Au commencement, il y avait deux opposants retenus par le Conseil constitutionnel. Et puis vint Kouadio Konan Bertin, dit KKB. Convaincu que la reconstruction de la Côte d’Ivoire passera inévitablement par son union, KKB, récemment investi, ne manque pas de surfer sur l’échec politique du récent mandat de son principal adversaire, Alassane Drahmane Ouattara. Mais qui est Kouadio Konan Bertin ?

L’inamovible ou mieux, l’indéboulonnable !

Après s’être départi du Parti démocratique de Côte d’Ivoire (PDCI), l’homme politique de 52 ans compte bien se lancer à la présidentielle du 31 Octobre prochain. Pour la petite histoire, l’ex-Député de Port-Bouët et dissident de son ancien parti, s’était attiré profondément les ennuis du non moins célèbre Henri Konan Bédié lorsqu’il présentait sa candidature pour la toute la première fois : nous sommes en 2015.
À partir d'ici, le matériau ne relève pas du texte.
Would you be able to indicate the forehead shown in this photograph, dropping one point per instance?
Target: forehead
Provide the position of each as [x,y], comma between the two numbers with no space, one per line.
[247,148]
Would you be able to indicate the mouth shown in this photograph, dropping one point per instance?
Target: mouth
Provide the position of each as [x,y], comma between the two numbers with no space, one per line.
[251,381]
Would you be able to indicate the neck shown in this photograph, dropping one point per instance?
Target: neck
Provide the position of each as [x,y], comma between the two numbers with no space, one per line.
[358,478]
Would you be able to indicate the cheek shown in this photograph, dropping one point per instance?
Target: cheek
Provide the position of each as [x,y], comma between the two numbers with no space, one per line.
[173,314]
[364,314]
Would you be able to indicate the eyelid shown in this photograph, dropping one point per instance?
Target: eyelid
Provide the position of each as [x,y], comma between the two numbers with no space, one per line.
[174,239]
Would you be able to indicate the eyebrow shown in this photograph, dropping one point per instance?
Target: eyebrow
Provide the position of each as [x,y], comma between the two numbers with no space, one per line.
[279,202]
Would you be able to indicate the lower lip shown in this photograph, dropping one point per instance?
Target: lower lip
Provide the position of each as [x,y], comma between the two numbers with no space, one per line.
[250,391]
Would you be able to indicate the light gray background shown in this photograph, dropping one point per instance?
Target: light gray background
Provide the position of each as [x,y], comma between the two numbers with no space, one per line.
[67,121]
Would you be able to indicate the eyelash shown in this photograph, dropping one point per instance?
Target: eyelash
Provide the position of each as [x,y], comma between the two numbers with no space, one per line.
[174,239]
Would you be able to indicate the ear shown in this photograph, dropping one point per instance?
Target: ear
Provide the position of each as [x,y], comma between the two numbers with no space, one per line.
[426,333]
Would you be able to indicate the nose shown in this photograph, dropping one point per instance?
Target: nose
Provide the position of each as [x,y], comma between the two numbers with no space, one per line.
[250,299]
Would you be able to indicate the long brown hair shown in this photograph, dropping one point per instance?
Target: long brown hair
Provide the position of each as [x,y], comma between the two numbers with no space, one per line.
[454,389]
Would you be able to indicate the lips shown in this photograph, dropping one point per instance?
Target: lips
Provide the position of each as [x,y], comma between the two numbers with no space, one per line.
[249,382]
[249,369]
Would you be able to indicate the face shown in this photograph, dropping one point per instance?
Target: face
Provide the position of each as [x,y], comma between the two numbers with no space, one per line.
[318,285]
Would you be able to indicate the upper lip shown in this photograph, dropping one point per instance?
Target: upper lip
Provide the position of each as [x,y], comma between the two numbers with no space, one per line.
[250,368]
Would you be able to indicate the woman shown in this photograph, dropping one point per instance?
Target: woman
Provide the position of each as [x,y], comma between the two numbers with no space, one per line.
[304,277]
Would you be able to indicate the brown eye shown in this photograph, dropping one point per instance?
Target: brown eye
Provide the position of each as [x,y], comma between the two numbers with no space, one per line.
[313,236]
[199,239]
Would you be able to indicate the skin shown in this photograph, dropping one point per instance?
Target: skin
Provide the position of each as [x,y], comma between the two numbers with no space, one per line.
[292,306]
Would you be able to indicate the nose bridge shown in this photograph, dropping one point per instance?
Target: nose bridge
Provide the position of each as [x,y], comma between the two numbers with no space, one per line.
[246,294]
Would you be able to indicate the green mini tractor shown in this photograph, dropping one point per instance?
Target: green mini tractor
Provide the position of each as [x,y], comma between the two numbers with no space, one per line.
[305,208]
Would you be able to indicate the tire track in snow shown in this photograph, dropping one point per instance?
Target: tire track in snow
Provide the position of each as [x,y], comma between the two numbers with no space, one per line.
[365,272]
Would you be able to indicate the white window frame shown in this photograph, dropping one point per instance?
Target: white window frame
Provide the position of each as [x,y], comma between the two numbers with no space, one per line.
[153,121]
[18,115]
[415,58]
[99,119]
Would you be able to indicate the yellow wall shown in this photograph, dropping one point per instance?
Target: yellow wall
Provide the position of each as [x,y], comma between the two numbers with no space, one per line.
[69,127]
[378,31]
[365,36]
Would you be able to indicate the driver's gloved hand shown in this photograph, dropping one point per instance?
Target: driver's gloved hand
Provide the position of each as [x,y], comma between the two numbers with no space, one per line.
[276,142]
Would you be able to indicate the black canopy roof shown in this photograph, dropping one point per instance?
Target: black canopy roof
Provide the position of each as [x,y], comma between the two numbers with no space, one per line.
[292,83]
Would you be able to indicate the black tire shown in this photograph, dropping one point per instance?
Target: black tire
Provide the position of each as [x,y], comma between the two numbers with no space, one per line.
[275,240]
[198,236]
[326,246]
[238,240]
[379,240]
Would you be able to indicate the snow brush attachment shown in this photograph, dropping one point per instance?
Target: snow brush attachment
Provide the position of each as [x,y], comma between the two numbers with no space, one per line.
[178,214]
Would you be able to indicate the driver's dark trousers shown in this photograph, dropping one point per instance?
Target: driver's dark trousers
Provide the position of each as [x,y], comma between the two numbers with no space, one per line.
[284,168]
Et l’effet semble se répéter en 2020 ; surtout que le candidat indépendant KKB n’avait pas rejoint, le 1er Octobre dernier, l’appel à la « désobéissance civile » initialement lancé par l’opposition entière. Kouadio Konan Bertin était alors suspecté d’être d’une complicité inouïe avec son ancien parti, affirmation qu’il a formellement démentie.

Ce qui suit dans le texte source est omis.